As someone who had very little knowledge of the Napoleonic Wars prior to visiting Waterloo, my experience there was eye-opening, to say the least. In my native Pennsylvania, students of history are predominately instructed on topics relating to Native Americans, the Imperial Crisis of the American Revolution, the Civil War and Reconstruction, World War II, and the Civil Rights Movement. My only previous connection to the 20-year conflict in general was through a fifth-grade lesson on the Battle of Baltimore during the War of 1812, where we learned of the bombardment of Fort McHenry and Francis Scott Key’s penning of the Star-Spangled Banner. In fact, to add to my shame, the earliest I can recall gaining any insight into the legend of Napoleon Bonaparte was through the Ben Stiller film Night at the Museum. On the bright side, the narrow scope of American-centric history made me all the more appreciative of the opportunity to participate in the Age of Revolution project.
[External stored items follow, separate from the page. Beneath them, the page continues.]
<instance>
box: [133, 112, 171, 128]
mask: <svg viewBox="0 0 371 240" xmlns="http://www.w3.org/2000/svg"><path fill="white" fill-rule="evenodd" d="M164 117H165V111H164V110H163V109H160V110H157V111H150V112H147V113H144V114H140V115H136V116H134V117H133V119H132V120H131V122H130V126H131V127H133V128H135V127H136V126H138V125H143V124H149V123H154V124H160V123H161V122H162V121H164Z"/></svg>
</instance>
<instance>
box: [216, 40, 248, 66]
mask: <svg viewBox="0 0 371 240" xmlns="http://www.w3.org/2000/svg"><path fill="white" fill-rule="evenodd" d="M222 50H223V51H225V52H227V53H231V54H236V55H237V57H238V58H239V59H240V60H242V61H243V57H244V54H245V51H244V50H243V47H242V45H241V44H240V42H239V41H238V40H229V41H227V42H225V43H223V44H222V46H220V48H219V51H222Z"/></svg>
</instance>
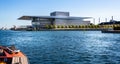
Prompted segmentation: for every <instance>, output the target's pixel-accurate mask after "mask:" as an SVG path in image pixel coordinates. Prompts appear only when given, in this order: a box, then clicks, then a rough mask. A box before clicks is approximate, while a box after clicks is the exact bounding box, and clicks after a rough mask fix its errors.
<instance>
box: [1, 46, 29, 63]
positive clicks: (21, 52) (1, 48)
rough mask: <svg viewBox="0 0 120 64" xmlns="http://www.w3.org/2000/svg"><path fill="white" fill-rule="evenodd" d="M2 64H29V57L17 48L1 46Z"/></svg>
mask: <svg viewBox="0 0 120 64" xmlns="http://www.w3.org/2000/svg"><path fill="white" fill-rule="evenodd" d="M0 64H29V63H28V59H27V56H26V55H25V54H23V53H22V52H21V51H20V50H17V49H16V48H15V46H13V45H12V46H8V47H7V46H0Z"/></svg>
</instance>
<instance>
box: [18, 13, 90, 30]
mask: <svg viewBox="0 0 120 64" xmlns="http://www.w3.org/2000/svg"><path fill="white" fill-rule="evenodd" d="M90 18H91V19H92V17H71V16H70V14H69V12H60V11H55V12H52V13H50V16H22V17H20V18H19V20H31V21H32V22H31V23H32V27H37V28H45V27H46V25H62V26H68V25H89V24H90V20H88V21H85V20H84V19H90Z"/></svg>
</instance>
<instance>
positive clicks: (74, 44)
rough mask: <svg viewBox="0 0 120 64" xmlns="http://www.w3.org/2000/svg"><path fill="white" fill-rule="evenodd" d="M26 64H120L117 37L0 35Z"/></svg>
mask: <svg viewBox="0 0 120 64" xmlns="http://www.w3.org/2000/svg"><path fill="white" fill-rule="evenodd" d="M0 45H3V46H8V45H15V46H16V47H17V48H18V49H20V50H21V51H22V52H23V53H25V54H26V55H27V57H28V59H29V62H30V64H120V34H112V33H109V34H107V33H101V32H100V31H9V30H8V31H7V30H6V31H0Z"/></svg>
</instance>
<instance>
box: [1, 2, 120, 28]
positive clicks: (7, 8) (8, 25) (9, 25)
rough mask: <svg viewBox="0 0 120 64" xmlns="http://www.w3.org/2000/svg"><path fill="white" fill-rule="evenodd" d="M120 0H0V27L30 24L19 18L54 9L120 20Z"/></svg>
mask: <svg viewBox="0 0 120 64" xmlns="http://www.w3.org/2000/svg"><path fill="white" fill-rule="evenodd" d="M119 3H120V0H0V27H12V26H13V25H17V26H20V25H29V24H30V23H31V22H30V21H24V20H17V18H19V17H21V16H23V15H34V16H35V15H36V16H42V15H44V16H47V15H49V13H50V12H53V11H69V12H70V15H71V16H80V17H94V18H95V19H96V23H97V21H98V18H99V17H100V18H101V21H104V19H105V18H108V20H110V18H111V16H114V19H115V20H120V5H119Z"/></svg>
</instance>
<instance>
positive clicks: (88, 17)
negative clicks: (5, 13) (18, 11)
mask: <svg viewBox="0 0 120 64" xmlns="http://www.w3.org/2000/svg"><path fill="white" fill-rule="evenodd" d="M33 18H41V19H71V20H72V19H90V18H92V17H69V16H22V17H20V18H18V20H32V19H33Z"/></svg>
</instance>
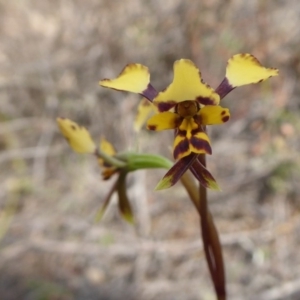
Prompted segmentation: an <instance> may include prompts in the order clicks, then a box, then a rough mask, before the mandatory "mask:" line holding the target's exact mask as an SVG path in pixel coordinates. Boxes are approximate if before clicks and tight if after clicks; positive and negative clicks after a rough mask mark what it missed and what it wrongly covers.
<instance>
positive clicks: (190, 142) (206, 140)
mask: <svg viewBox="0 0 300 300" xmlns="http://www.w3.org/2000/svg"><path fill="white" fill-rule="evenodd" d="M189 143H190V150H191V152H193V153H198V154H211V153H212V150H211V146H210V140H209V137H208V135H207V134H206V133H205V132H204V131H201V130H199V131H198V132H196V133H194V134H193V135H192V137H191V138H190V139H189Z"/></svg>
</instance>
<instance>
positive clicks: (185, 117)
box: [175, 100, 200, 118]
mask: <svg viewBox="0 0 300 300" xmlns="http://www.w3.org/2000/svg"><path fill="white" fill-rule="evenodd" d="M199 109H200V107H199V104H198V103H197V102H196V101H193V100H187V101H183V102H180V103H178V104H177V105H176V107H175V112H176V113H177V114H178V115H179V116H181V117H183V118H186V117H193V116H195V115H196V114H197V112H198V111H199Z"/></svg>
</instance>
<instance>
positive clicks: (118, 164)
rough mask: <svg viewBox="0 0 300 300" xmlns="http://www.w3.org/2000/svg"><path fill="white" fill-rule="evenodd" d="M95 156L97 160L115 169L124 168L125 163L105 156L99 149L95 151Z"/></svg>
mask: <svg viewBox="0 0 300 300" xmlns="http://www.w3.org/2000/svg"><path fill="white" fill-rule="evenodd" d="M95 155H96V156H97V157H98V158H102V159H103V160H104V161H105V162H106V163H108V164H110V165H112V166H114V167H117V168H124V167H125V166H126V162H124V161H122V160H120V159H117V158H115V157H113V156H111V155H108V154H106V153H105V152H103V151H101V150H100V149H99V148H97V149H96V151H95Z"/></svg>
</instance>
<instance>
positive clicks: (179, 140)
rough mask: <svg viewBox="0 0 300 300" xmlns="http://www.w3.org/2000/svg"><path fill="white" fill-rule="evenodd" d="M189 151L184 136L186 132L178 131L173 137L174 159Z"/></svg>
mask: <svg viewBox="0 0 300 300" xmlns="http://www.w3.org/2000/svg"><path fill="white" fill-rule="evenodd" d="M190 153H191V149H190V143H189V140H188V138H187V137H186V132H182V131H178V132H177V134H176V137H175V139H174V146H173V156H174V159H176V160H177V159H181V158H183V157H185V156H188V155H189V154H190Z"/></svg>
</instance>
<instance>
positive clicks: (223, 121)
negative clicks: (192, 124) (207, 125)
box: [198, 105, 230, 125]
mask: <svg viewBox="0 0 300 300" xmlns="http://www.w3.org/2000/svg"><path fill="white" fill-rule="evenodd" d="M198 114H199V115H200V120H201V121H200V122H201V124H202V125H216V124H222V123H225V122H227V121H228V120H229V118H230V113H229V109H228V108H223V107H221V106H219V105H206V106H204V107H202V108H201V109H200V111H199V113H198Z"/></svg>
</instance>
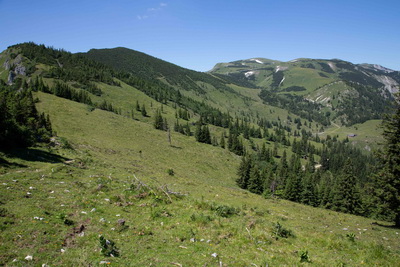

Our journey began with a visit to the Ambulance Museum of Mont Saint-Jean, which fabulously illustrated the absolute brutality of the Battle of Waterloo. The exhibits we visited emphasized a sense of humanity within the battle. The people involved in this decisive battle were not just soldiers, they were fathers, husbands, brothers, and sons who battled in grimmest of conditions. Many met violent ends and those who were lucky enough to survive were often left mentally and physically damaged. After this humbling introduction to the engagement, Dr. Tim Bowman provided an extremely insightful talk to set the stage for the next day’s battlefield walk. Discussing the military strategies exercised by both sides as well as the weaponry utilized, the Age of Revolution crew was thoroughly prepared to visit the scene of the crime.
After a fueling up with a plate of dumplings and a good night’s sleep, we took on the 1815 Memorial Museum, la Butte du Lion, and Hougoumont. Honestly, I could have spent the entire day exploring the Memorial Museum alone. The materials were so well presented and the artifacts were so well curated that I spent half of my time marveling at the layout of the museum and half of my time surveying the actual items it houses. The next step, or steps I suppose, 225 of them to be exact, was visiting the Lion’s Mound. Not only did I realize how out of shape I am, I also came to fully realize the extent of the catastrophe at Waterloo. Standing on top of the Mound, I was able to look out, recalling Dr. Bowman’s illustration of the battle, and truly appreciate the efforts and the tenacity that both sides brought to the table during this immense clash. Afterward, a short stroll to Hougoumont provided the group with an intriguing and endearing account of Britain’s successful endeavor to prevent the property from falling into Napoleon’s hands. As a historian with rather limited experience but quite high interest in military history, I was baffled by the fact that some 26,000 troops engaged in the fight for Hougoumont and its surrounding area. To say that the second day of our excursion left an impression would be an absolute understatement.
Our last full day in beautiful Belgium started with a talk by Dr. Ambrogio Caiani at Napoleon’s headquarters. If it hadn’t been for the excruciatingly windy conditions, I could have listened to Dr. Caiani discuss the location and its significance all day. After a quick pit stop to warm up with a cup of tea, we headed back to utilize the meeting rooms at the Memorial Museum, hearing several fascinating sessions on sources and objects and how these materials can provide substance to any lesson in revolutionary history. Speakers such as Arthur Burns and several University of Kent ambassadors enlightened us on not only how to access these resources, but additionally how to take advantage of physical items and allow them to bring history to life for students. To conclude a wonderful weekend of exploring, the group headed to the National Army Museum in Brussels where we were able to freely roam through the exhibits, exploring the history of the Belgian military. After such an informative weekend, I genuinely cannot believe how little I knew about the Napoleonic Wars a few days prior, and I am exciting to continue learning about the conflicts independently.
As a former primary school teacher, I really appreciate that the project provides educators with the tools necessary to better understand this era of history as well as to present the material in a way that fully engages a younger audience. I enjoyed the fact that the trip was inclusive of those with a minimal understanding of the Battle of Waterloo in addition to those with extensive knowledge of the historical significance. Not only were the organizers of the trip always willing to provide a deeper background into the unfolding of the events, the museums and monuments we attended as a group were accessible and very well assembled. After a brilliant weekend of networking, meeting fellow historians, and hearing about the specific historical interests of others, I can confidently say that the opportunity to work on the Age of Revolution project as a PhD student at the University of Kent is an absolute privilege.